Mongo primary stopped accepting connections - No election happened

  • We faced an issue in our prod env, where one Primary VM stopped accepting any connections, and all prod API s started failing during the period.

  • Attempt to manual Mongo login to the primary member was not successful. Manual try to start up MongoDB in the VM was also unsuccessful.

  • Since , The problemed VM was still showing as “primary” according to rs.status(), No election happened among the available secondaries.

  1. Has anyone faced this issue?
  2. It would be a great help, if you kindly suggest what could be reason behind such behavior

We checked mongos logs, connection was getting accepted and no error was not present till 07:11 UTC. But the error suddenly started exact at 07:12 utc.

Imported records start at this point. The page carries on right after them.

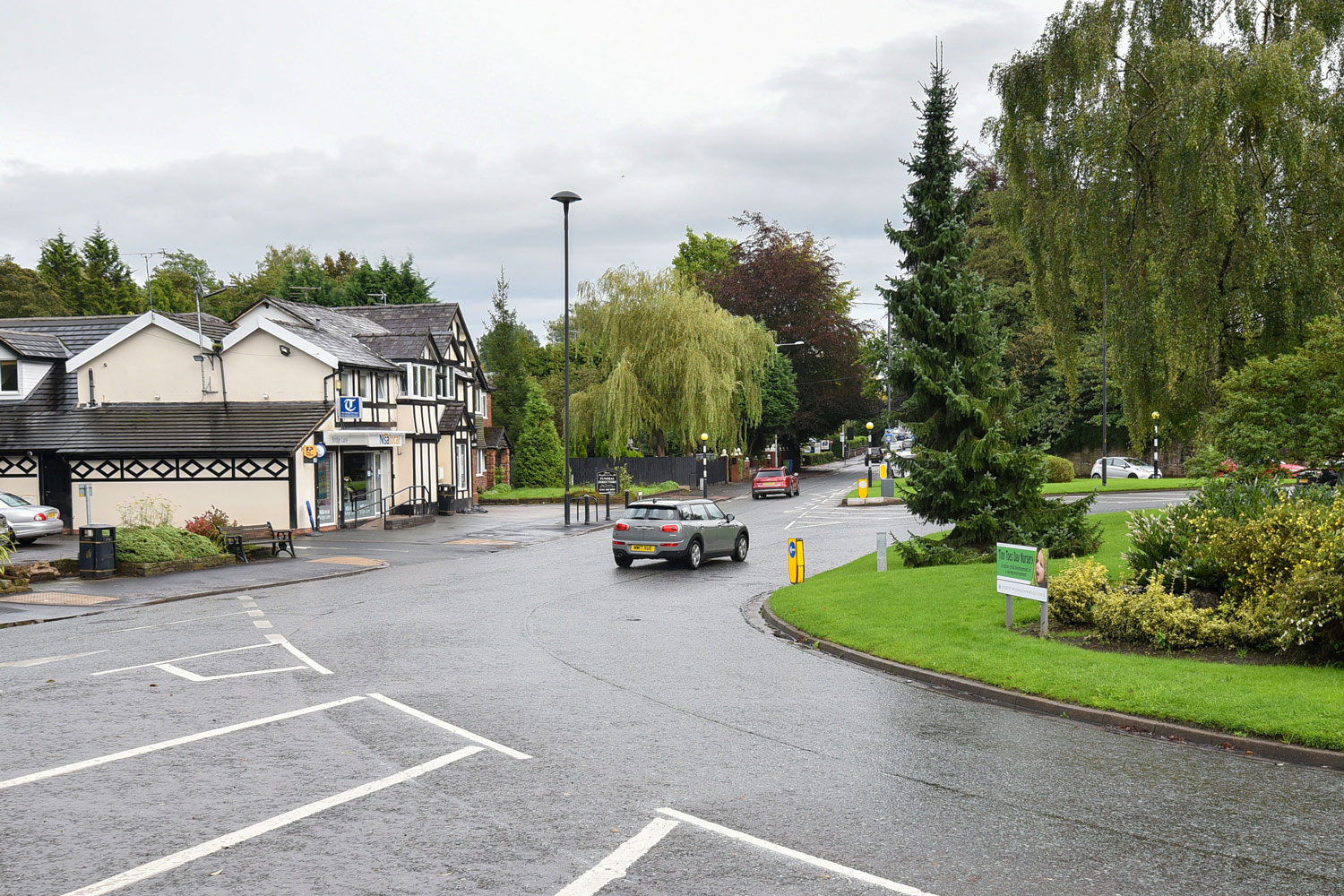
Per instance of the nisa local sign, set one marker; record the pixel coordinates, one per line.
(1023, 571)
(351, 408)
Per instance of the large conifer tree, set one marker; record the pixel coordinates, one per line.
(968, 469)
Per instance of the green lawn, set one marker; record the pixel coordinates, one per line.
(1082, 487)
(951, 619)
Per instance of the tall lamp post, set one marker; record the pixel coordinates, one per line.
(564, 198)
(1158, 470)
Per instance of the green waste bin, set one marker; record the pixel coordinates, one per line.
(97, 551)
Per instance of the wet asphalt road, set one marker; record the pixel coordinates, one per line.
(667, 734)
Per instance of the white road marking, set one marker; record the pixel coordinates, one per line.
(445, 726)
(175, 742)
(201, 850)
(615, 866)
(193, 676)
(175, 622)
(18, 664)
(282, 641)
(793, 853)
(195, 656)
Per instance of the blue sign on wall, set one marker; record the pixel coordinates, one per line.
(351, 408)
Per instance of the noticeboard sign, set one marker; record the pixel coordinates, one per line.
(607, 482)
(1023, 571)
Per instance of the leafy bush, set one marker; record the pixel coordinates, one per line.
(1158, 616)
(1058, 469)
(919, 551)
(160, 544)
(204, 524)
(1075, 589)
(150, 511)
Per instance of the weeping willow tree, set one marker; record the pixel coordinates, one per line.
(1185, 158)
(671, 362)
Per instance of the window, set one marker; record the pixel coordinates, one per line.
(419, 381)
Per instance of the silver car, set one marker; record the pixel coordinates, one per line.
(688, 530)
(30, 521)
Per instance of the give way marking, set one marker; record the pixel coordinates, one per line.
(615, 866)
(271, 641)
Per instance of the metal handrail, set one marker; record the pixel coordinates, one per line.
(419, 505)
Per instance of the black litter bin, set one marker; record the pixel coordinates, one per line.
(97, 551)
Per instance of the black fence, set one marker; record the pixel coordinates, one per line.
(685, 470)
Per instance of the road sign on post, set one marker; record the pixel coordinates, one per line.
(797, 568)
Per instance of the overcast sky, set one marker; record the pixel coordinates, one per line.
(443, 128)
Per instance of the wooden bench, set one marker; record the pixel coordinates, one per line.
(238, 538)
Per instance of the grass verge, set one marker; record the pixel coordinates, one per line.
(951, 619)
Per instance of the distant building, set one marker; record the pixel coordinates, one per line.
(293, 414)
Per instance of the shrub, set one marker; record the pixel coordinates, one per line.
(160, 544)
(150, 511)
(1158, 616)
(1058, 469)
(1075, 589)
(1312, 611)
(204, 524)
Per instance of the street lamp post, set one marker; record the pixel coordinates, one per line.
(1158, 470)
(564, 198)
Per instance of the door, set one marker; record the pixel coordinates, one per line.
(54, 481)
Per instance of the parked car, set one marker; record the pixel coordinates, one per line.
(774, 481)
(30, 521)
(1125, 468)
(691, 530)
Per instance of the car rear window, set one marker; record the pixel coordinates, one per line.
(650, 513)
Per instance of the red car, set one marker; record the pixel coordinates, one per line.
(774, 481)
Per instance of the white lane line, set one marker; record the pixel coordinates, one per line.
(793, 853)
(282, 641)
(175, 622)
(195, 656)
(615, 866)
(18, 664)
(201, 850)
(445, 726)
(193, 676)
(175, 742)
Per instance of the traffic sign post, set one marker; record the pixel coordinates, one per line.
(797, 567)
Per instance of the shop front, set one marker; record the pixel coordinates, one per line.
(354, 482)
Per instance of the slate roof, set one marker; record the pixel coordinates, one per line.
(346, 349)
(397, 347)
(43, 346)
(244, 427)
(451, 417)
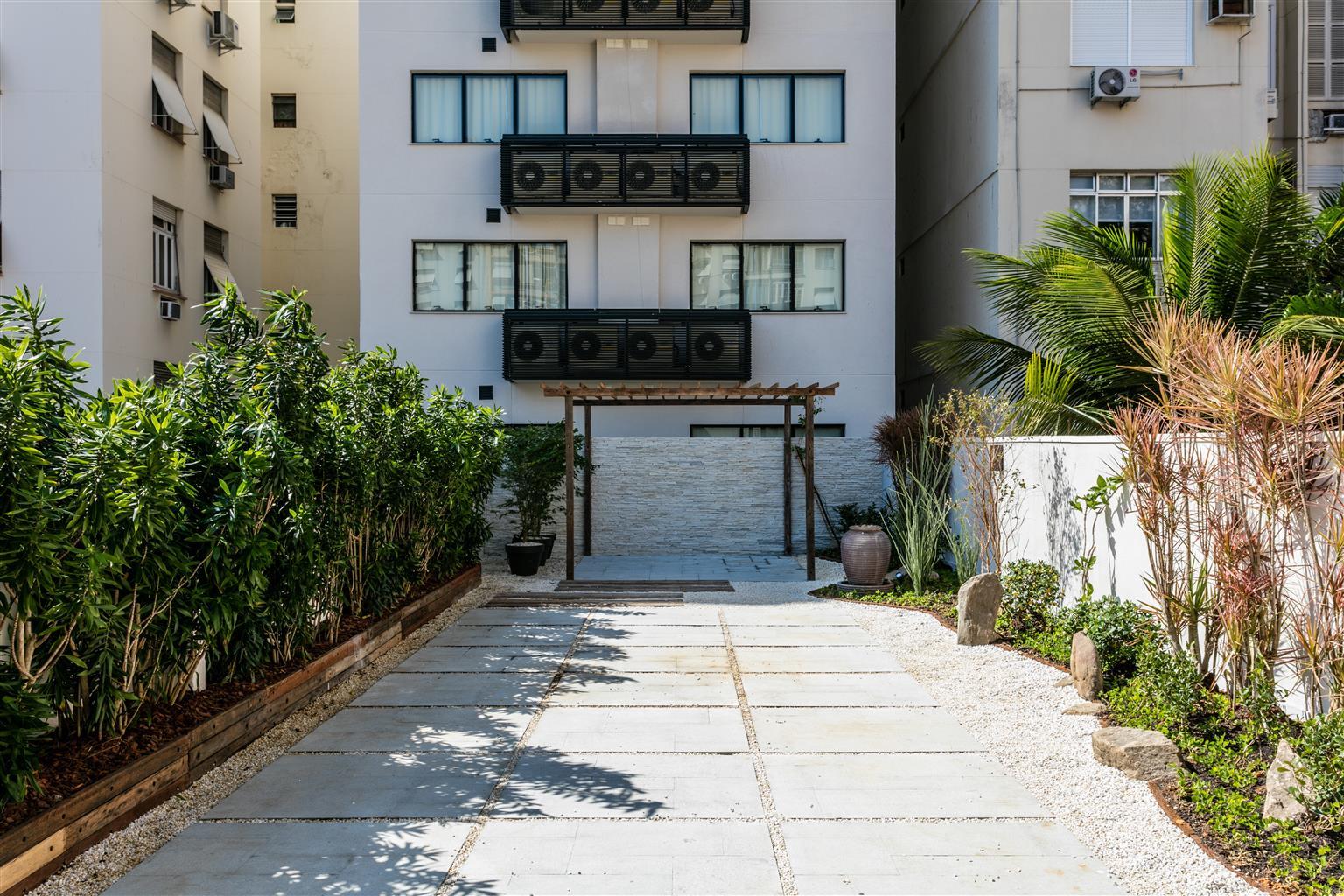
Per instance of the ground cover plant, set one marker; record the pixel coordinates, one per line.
(238, 516)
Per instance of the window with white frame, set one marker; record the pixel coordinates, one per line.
(480, 109)
(165, 248)
(1132, 32)
(489, 277)
(767, 277)
(1135, 202)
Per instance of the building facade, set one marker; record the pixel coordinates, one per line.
(995, 112)
(632, 192)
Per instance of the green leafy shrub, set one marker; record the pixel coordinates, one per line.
(1031, 598)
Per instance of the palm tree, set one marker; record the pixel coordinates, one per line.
(1239, 245)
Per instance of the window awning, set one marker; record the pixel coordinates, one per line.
(220, 271)
(172, 100)
(220, 132)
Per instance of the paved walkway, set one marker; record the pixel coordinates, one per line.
(737, 748)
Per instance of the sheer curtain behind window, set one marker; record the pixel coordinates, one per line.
(541, 274)
(541, 105)
(489, 108)
(765, 109)
(817, 109)
(438, 109)
(714, 105)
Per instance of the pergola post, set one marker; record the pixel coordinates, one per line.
(808, 454)
(569, 488)
(788, 480)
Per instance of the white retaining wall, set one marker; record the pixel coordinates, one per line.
(715, 496)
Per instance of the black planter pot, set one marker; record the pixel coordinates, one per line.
(524, 557)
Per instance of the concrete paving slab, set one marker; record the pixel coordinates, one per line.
(523, 615)
(799, 635)
(416, 728)
(646, 690)
(500, 635)
(626, 659)
(857, 690)
(796, 660)
(860, 730)
(368, 786)
(634, 858)
(296, 858)
(456, 690)
(503, 659)
(897, 786)
(644, 635)
(576, 785)
(640, 730)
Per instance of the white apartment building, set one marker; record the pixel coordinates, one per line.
(632, 191)
(996, 127)
(130, 168)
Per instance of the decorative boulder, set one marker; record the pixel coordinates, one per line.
(977, 607)
(1283, 777)
(1086, 667)
(1144, 755)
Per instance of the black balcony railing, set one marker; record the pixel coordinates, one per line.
(592, 15)
(574, 171)
(634, 344)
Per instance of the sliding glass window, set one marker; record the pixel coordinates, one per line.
(480, 109)
(777, 109)
(767, 277)
(489, 277)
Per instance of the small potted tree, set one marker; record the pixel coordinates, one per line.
(533, 474)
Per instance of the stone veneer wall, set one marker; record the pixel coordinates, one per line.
(721, 496)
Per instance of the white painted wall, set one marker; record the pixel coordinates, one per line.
(844, 191)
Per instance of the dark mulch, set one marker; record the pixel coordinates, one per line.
(73, 763)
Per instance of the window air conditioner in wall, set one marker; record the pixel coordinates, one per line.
(1115, 83)
(1230, 11)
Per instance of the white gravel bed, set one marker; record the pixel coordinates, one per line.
(104, 863)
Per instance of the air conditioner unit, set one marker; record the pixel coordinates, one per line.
(1115, 83)
(223, 32)
(222, 176)
(1230, 11)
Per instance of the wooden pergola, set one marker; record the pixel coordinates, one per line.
(599, 396)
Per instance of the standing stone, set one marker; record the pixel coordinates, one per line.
(1085, 667)
(977, 607)
(1281, 778)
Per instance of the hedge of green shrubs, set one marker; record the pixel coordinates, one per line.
(241, 514)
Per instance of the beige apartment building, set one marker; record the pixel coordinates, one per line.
(998, 125)
(137, 165)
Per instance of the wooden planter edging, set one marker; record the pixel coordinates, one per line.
(42, 844)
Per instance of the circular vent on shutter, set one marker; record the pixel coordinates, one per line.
(642, 346)
(709, 346)
(529, 176)
(588, 175)
(704, 176)
(527, 346)
(639, 175)
(584, 346)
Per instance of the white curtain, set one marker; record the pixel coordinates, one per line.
(489, 108)
(714, 105)
(766, 277)
(489, 277)
(541, 273)
(765, 109)
(817, 109)
(438, 277)
(715, 276)
(541, 105)
(438, 109)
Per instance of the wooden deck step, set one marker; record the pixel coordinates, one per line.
(594, 586)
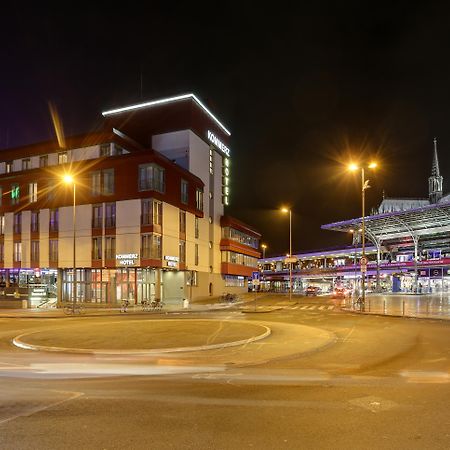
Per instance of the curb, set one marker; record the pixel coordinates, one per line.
(19, 343)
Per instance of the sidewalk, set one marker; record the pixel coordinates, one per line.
(93, 310)
(423, 306)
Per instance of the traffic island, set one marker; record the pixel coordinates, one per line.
(144, 337)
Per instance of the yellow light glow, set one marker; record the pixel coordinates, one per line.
(68, 179)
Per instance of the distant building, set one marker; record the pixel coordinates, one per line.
(435, 192)
(151, 188)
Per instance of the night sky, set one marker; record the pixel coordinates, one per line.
(302, 90)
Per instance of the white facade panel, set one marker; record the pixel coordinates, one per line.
(26, 234)
(128, 226)
(44, 220)
(8, 255)
(83, 236)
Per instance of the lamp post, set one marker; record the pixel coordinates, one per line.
(364, 185)
(68, 179)
(288, 210)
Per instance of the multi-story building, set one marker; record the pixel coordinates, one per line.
(150, 191)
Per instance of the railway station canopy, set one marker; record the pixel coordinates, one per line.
(427, 223)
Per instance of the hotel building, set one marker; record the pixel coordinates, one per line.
(150, 189)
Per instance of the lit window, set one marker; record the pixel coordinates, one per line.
(184, 192)
(17, 252)
(15, 194)
(151, 178)
(43, 161)
(199, 199)
(62, 157)
(32, 192)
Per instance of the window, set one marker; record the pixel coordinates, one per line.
(196, 227)
(97, 248)
(151, 247)
(108, 181)
(15, 194)
(54, 219)
(110, 247)
(151, 212)
(182, 221)
(17, 223)
(234, 281)
(105, 150)
(184, 191)
(102, 182)
(34, 227)
(151, 177)
(53, 250)
(43, 161)
(196, 255)
(110, 215)
(182, 252)
(97, 216)
(35, 251)
(26, 164)
(96, 183)
(32, 192)
(17, 251)
(62, 157)
(199, 199)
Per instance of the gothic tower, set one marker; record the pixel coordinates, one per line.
(435, 181)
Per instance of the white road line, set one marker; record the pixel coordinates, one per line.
(43, 408)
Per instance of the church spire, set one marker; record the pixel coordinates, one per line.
(435, 167)
(435, 181)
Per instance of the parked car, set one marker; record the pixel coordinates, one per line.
(312, 290)
(340, 292)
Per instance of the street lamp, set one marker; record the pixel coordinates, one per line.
(68, 179)
(364, 185)
(288, 210)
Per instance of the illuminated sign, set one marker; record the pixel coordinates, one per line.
(127, 259)
(226, 181)
(171, 261)
(218, 143)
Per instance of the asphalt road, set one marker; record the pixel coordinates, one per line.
(381, 382)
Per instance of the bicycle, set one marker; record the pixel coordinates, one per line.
(157, 304)
(73, 309)
(359, 302)
(124, 306)
(145, 305)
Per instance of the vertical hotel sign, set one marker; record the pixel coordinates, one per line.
(225, 166)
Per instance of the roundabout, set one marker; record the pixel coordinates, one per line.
(144, 336)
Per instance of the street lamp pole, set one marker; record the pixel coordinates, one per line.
(290, 254)
(68, 179)
(364, 186)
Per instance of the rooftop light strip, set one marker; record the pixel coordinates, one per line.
(168, 100)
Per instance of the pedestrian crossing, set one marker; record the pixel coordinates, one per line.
(312, 307)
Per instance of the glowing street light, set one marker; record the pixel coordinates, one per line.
(69, 179)
(288, 210)
(364, 185)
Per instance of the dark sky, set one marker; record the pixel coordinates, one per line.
(301, 89)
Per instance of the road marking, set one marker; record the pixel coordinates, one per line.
(37, 409)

{"t":{"$date":"2023-03-29T07:11:58.639+00:00"},"s":"I",  "c":"CONNPOOL", "id":22576,   "ctx":"establishCursors cleanup","msg":"Connecting","attr":{"hostAndPort":"hostname:port"}}

{"t":{"$date":"2023-03-29T07:12:51.493+00:00"},"s":"I",  "c":"NETWORK",  "id":4712102, "ctx":"conn29626580","msg":"Host failed in replica set","attr":{"replicaSet":"rs1","host":"hostname:port","error":{"code":202,"codeName":"NetworkInterfaceExceededTimeLimit","errmsg":"Couldn't get a connection within the time limit of 8ms"},"action":{"dropConnections":false,"requestImmediateCheck":false,"outcome":{"host":"hostname:port","success":false,"errorMessage":"NetworkInterfaceExceededTimeLimit: Couldn't get a connection within the time limit of 8ms"}}}}

Additional details:
We are using Mongo 4.4.7 community version. And we are having below configuration:
config replicaset - 1 Primary, 2 Secondary
shard1 - 1 Primary, 2 Secondary
shard2 - 1 Primary, 2 Secondary
shard3 - 1 Primary, 2 Secondary
2 query router.

We checked our query router available connection, during the issue period.
QR1
“current” : 7654,
“available” : 43546,
“totalCreated” : 134309236,
“active” : 2890,
“exhaustIsMaster” : 487,
“exhaustHello” : 229,
“awaitingTopologyChanges” : 716

QR2
“current” : 7746,
“available” : 43454,
“totalCreated” : 134299931,
“active” : 2997,
“exhaustIsMaster” : 487,
“exhaustHello” : 229,
“awaitingTopologyChanges” : 716

Hi @Debalina_Saha and welcome to the MongoDB community forum!!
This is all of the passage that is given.